I was training to run a PR this year, and until this injury struck, I had an amazing training cycle, and had never felt healthier, stronger, or more prepared for the Boston course. Not a single unusual ache or pain preceded this, so I feel like I've been completely blindsided by this whole situation.
I ran my first Boston in 2013, which is where I set my PR of 3:30:19. I was fortunate to have crossed the finish line and was a few blocks away from the area when the bombs went off. I returned in 2014 to run again.
I live about an hour and a half from Boston and my husband planned to watch the kids for me, so I could still go to the expo this weekend.

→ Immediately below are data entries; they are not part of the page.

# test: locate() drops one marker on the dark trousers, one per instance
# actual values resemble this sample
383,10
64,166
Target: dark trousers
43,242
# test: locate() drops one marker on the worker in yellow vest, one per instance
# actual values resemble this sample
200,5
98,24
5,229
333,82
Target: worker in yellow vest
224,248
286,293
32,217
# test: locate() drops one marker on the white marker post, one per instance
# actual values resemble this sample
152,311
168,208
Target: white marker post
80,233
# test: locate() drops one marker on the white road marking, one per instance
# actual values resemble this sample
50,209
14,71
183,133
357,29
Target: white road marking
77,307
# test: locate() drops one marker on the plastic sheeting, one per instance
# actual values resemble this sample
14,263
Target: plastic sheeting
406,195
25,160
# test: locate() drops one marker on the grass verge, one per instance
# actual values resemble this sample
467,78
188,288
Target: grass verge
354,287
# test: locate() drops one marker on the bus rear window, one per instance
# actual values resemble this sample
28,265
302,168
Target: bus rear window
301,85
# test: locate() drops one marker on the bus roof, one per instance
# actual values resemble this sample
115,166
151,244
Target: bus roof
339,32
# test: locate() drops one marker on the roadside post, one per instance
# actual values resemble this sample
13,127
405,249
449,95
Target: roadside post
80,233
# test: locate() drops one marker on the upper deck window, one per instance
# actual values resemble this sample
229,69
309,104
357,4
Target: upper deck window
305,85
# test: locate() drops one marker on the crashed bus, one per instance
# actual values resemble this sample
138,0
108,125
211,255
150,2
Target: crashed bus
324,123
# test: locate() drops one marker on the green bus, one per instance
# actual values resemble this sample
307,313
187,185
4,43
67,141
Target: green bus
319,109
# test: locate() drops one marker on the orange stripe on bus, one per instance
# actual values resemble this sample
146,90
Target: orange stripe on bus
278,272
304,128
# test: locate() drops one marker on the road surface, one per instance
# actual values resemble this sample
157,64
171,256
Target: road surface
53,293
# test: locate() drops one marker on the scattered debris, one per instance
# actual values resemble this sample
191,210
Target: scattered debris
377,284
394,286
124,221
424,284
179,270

But I'm not sure if it will make me feel better or worse. Should I go?
Dimity says: I wouldn’t go. It feels too unexpected and raw to me. If the injury would have been a slow cooker, and you weren’t sure during your training if you’d be able to cross the starting line, that’s one thing. But it came on suddenly, and, as such, your grief is still very new. While most positive energy is healing and most expo energy is positive (albeit draining), I think that immersing yourself in that energy is going to be too intense and may even leave you more bummed out. Instead, I’d spend the day doing something you love (besides running), as well as taking a few hours for serious self-care: a bath, a good book, a nap, your favorite meal, whatever sounds good. You worked really hard for your race, and even though the outcome isn’t ideal, you should be very proud of yourself and treat yourself well.
Sarah says: Skip the expo. I know Michelle is on the path to recovering, physically, and her mindset is in a better place than it was a week or so ago, but the disappointment is still fresh. It's like a fresh wound: It's healing, but the expo would rip off the scab. Or, should I say, in my mind it would! Instead, Michelle should spend some time perusing websites to choose the fall 2016 or spring 2017 marathon where she will PR. (Of this I have no doubt!) Despite her fastest 26.2 being Boston, I believe she is capable of even greater glory at a less-crowded, flatter race. (This goes for pretty much anyone: The best PR races are less crowded and not super-hilly.) Plus, the travel to-and-from expo and walking around it can't be good for her SI joint!
Managing Editor Maureen says: Don't go. Being around the other racers will just make you feel like you're missing out. But do take your husband up on that offer to watch the kids, then head out for a day of indulgence. Take in a movie, browse the bookstore, meet up with friends, go to Target child-free (sorry, I think that's just me projecting my hopes and dreams). Remember that there's always a next race, and once you've worked through your injury, you'll make quick work of that PR.